Between the years 2000 and 2019, the forest sector of British Columbia shed 50,000 direct jobs largely due to mechanization and depletion of old-growth forests. About the same number, 50,000, remain, mostly in manufacturing.

So let’s question the talisman. Is it that ridiculous to shed the remaining number of direct forestry jobs in the woods and manufacturing by, say, 40,000? Perhaps not. Let’s examine some of the compelling reasons for a reduced workforce in forestry:

Tree-cover loss expressed as area per capita is greater in B.C. than in most forested countries of the world; greater than in Brazil, Indonesia and Russia. This rate and extent of clearcut logging has a large carbon footprint.

The prevalence of highly flammable clearcuts and young plantations (less than 25 years) has becomes a significant driver of the size of wildfires … the mega-fires of recent years that destroy homes and affect air quality so badly that our health is endangered.

In fact, wildfires in B.C. have increased in size and intensity so dramatically that they, together with logging, now exceed fossil fuels as the province’s major source of climate-destabilizing carbon. You won’t find this in the provincial government’s carbon accounting because it has deftly chosen to ignore carbon emissions from logging and wildfire.

Consequences of clearcut logging more familiar to the reader include: The loss of the little remaining old-growth forests growing in ecosystems rich in biodiversity; the destruction of fish and wildlife habitat (salmon, caribou and grizzlies); and the relentless extermination and extirpation of animals, plants and fungii.

In many ways, climate change in B.C. is all about water. Here, clearcutting is instrumental in contaminating the drinking water for many rural communities; in depleting groundwater causing more frequent and prolonged drought events; and, of huge concern to the residents of Grand Forks and the Okanagan valley, in increasing the frequency, magnitude and duration of major flood events.

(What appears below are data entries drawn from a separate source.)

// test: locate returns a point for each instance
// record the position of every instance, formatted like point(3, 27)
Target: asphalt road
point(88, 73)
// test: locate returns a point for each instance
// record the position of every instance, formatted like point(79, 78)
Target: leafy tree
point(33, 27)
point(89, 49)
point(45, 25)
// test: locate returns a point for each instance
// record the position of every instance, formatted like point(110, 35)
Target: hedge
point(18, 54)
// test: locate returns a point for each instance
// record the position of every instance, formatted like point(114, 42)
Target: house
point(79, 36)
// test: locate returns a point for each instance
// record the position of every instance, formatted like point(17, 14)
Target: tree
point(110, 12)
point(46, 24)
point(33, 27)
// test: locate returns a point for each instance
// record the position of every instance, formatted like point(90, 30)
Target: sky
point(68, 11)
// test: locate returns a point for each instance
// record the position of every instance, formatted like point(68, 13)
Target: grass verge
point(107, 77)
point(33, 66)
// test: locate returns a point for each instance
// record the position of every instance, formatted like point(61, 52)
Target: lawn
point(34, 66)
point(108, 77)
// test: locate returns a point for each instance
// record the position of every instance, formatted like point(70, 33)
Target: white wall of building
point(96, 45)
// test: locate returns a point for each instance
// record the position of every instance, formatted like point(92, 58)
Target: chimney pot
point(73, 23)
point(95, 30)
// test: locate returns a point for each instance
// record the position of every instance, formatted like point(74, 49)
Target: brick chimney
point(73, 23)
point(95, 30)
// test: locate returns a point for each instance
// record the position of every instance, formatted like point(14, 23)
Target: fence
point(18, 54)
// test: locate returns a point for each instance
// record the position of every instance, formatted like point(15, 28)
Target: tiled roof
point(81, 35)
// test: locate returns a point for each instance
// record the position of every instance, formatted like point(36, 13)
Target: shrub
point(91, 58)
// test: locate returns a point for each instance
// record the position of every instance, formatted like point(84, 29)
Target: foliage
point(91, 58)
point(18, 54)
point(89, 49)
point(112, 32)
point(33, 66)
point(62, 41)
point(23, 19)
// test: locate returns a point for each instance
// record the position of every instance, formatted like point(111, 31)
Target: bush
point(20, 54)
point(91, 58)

The excessive rate of clearcutting is permitted by a grossly inflated allowable annual cut. But the question is: To what end? Only 20 per cent of the forest products derived from clearcutting is destined for our domestic market.

The remaining 80 per cent satisfies export markets mostly in the United States, China and Japan, all of which have higher standards for the conservation and protection of old-growth forests than does B.C. This means that those three countries are conserving their ecosystems at the expense of the degradation of our ecosystems.

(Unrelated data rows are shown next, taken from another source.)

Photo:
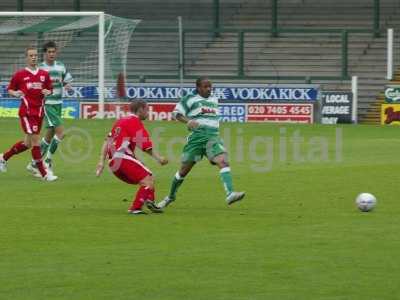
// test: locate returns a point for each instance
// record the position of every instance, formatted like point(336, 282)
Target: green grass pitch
point(296, 235)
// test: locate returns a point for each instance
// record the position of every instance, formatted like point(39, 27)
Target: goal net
point(92, 45)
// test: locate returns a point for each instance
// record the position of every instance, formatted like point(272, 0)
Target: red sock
point(17, 148)
point(143, 194)
point(37, 157)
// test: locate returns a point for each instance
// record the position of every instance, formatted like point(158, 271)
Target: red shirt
point(127, 134)
point(31, 83)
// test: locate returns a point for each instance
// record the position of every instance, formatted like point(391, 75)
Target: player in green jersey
point(199, 112)
point(61, 79)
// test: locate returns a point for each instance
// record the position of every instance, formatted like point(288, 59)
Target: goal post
point(113, 36)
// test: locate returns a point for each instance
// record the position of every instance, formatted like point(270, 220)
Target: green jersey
point(202, 110)
point(59, 77)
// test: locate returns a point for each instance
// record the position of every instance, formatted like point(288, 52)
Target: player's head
point(140, 108)
point(203, 87)
point(31, 56)
point(50, 51)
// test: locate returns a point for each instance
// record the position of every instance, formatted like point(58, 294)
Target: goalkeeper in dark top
point(199, 111)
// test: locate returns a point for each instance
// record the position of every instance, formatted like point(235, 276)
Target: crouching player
point(119, 147)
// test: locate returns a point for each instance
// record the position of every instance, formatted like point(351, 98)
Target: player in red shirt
point(119, 147)
point(31, 85)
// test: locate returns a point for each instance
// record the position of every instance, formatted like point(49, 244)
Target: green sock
point(226, 178)
point(53, 146)
point(176, 183)
point(44, 146)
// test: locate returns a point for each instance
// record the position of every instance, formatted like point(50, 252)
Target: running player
point(31, 85)
point(61, 79)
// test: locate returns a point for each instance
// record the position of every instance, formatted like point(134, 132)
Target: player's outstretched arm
point(160, 159)
point(103, 154)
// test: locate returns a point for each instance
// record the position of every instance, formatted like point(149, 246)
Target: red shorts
point(130, 171)
point(31, 124)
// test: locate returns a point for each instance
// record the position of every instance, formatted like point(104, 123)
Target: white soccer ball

In spite of the high level of exports of forest products, the forest sector contributes a meagre two per cent to the provincial gross domestic product and only two per cent to the provincial labour force. In other words, our provincial economy is sufficiently robust and resilient to absorb further job losses in forestry and reduced exports of raw logs and forest products.

Accordingly, would it not be in the public interest to ban clearcutting and substantially lower the allowable annual cut, thereby reducing the export of raw logs and forest products and cutting back the labour force in the forest sector?

If we as a society in B.C. can shed 400,000 jobs in two months of 2020 to deal with a global pandemic, is it that ridiculous to transition, say, 40,000 forestry jobs into non-destructive forest and value-added enterprises, and into other economic sectors in order to mitigate a global climate emergency already having such profound consequences for B.C.’s environment and residents?